Johnson and his colleagues used almost exactly the same strategy two years ago to protect macaques against Sly, the monkey equivalent of HIV (New Scientist, 22 May 2009, p 12). "We're gratified to hear that our work in the macaques has been confirmed in a humanised mouse model using HIV," says Johnson. "We're moving ahead with our plans to test the concept in human trials." For the trial, Johnson's team will also be using AAV injected into muscle, loaded with the gene for making a potent antibody.
Baltimore's trial has confirmed something else. that the potent antibodies produced by the mouse muscles in the new trial are exceptionally formidable against HIV. Called "broadly neutralising antibodies", they were first isolated from people with HIV in 2009. Lab tests show they are typically active against at least of go per cent of all known strains of HIV. "The results of this study are further evidence that broadly neutralising antibodies could confer high-level protection against HIV infection," says Wayne Koff, chief scientific officer at the International AIDS Vaccine Initiative. Koff says that we now know of 20 broadly neutralising antibodies, with 17 new ones reported only this August.
Although the AAVs injected into the mice each carried genes to make only one antibody, people could be given broader protection by injecting their muscles with several AAVs that each make a different antibody, Baltimore says. "There's no reason why we couldn't make two or more antibodies by using multiple AAVs simultaneously." Lucy Dorrell of the Weatherall Institute of Molecular Medicine in Oxford, UK, says that one of the major obstacles conventional HIV vaccines face is priming the body to make broadly neutralising antibodies, so a method that delivers them "off the peg" has great potential. "However, the key issues are whether the vaccine will work as well in people, and whether it will be safe to use," she says.

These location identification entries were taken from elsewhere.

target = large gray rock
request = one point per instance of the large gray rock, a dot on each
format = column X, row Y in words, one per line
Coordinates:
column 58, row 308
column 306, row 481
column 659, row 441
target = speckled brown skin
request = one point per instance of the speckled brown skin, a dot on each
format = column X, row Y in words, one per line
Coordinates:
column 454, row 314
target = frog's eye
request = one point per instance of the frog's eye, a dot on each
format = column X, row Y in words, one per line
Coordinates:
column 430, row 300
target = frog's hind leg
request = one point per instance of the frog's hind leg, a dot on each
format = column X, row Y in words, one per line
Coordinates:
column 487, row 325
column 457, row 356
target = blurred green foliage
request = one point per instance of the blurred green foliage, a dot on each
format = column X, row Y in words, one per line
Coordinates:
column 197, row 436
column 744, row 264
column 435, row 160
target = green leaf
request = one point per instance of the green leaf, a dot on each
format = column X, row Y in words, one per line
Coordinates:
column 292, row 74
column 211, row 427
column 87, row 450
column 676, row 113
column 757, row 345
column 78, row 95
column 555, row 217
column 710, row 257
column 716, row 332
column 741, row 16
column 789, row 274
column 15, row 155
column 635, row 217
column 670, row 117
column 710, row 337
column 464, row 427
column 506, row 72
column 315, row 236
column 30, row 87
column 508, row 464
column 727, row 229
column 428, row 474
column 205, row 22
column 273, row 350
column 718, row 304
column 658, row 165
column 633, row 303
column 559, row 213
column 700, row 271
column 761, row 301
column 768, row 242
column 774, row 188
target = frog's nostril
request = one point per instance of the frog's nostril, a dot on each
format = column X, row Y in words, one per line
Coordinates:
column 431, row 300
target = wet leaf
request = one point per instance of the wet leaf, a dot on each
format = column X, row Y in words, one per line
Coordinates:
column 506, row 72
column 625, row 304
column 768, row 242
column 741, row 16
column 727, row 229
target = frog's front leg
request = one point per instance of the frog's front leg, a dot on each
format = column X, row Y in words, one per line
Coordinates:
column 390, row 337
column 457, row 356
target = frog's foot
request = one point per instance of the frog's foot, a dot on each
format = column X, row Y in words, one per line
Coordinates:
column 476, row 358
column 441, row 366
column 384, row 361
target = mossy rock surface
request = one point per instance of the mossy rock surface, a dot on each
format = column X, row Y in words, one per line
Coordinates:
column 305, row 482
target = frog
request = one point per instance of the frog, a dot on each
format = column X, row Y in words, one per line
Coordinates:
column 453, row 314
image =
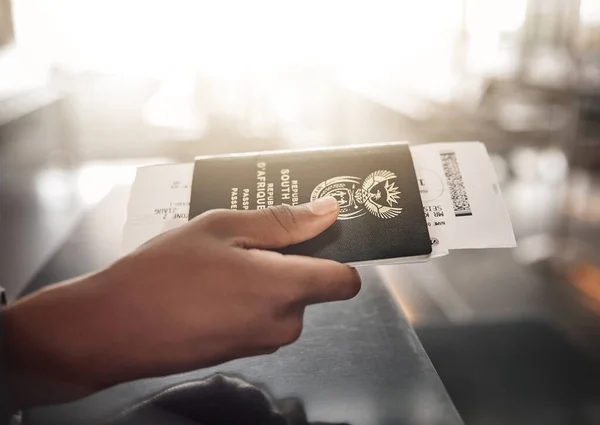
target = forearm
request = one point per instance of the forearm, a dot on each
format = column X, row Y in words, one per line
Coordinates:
column 40, row 347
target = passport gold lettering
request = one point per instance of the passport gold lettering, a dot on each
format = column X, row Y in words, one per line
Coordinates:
column 234, row 198
column 246, row 199
column 285, row 185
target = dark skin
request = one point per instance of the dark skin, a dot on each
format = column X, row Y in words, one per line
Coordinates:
column 202, row 294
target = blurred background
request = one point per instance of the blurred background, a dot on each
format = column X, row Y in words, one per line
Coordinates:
column 89, row 89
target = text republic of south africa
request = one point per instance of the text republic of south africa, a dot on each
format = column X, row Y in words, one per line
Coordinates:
column 265, row 190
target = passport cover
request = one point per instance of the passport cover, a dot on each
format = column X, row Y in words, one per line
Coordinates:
column 381, row 213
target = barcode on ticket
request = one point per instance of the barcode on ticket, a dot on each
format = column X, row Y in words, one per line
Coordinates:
column 458, row 193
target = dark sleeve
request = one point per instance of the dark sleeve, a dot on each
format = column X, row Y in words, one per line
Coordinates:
column 6, row 411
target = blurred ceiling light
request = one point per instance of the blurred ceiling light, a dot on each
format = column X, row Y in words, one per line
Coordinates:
column 235, row 37
column 590, row 12
column 523, row 161
column 552, row 165
column 174, row 105
column 54, row 188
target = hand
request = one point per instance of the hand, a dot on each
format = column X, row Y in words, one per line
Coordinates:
column 196, row 296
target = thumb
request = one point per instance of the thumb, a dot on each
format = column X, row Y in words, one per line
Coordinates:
column 280, row 226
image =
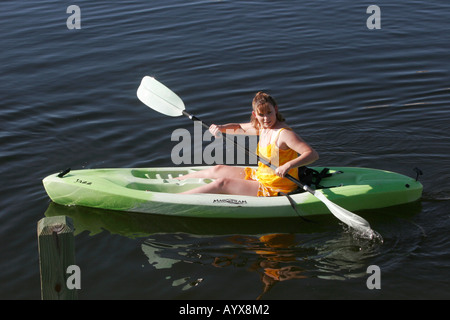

Koff stresses that, encouraging though the new results are, they should not be used as an excuse to abandon the quest for a conventional vaccine that primes the immune system. "This latest approach should certainly be studied further, but doesn't negate the need to continue research for an HIV vaccine," he says. "All approaches should be supported in efforts to prevent and control HIV, which still infected an estimated 2.7 million people last year alone." Cate Hankins, chief scientific adviser at UNAIDS, agrees, pointing out that in September at the AIDS Vaccine 2011 conference in Bangkok, Thailand, models based on sexual behaviour showed that RV 144, the best performing conventional vaccine so far, could still prevent thousands of infections, even though it reduces the overall risk by just 31 per cent.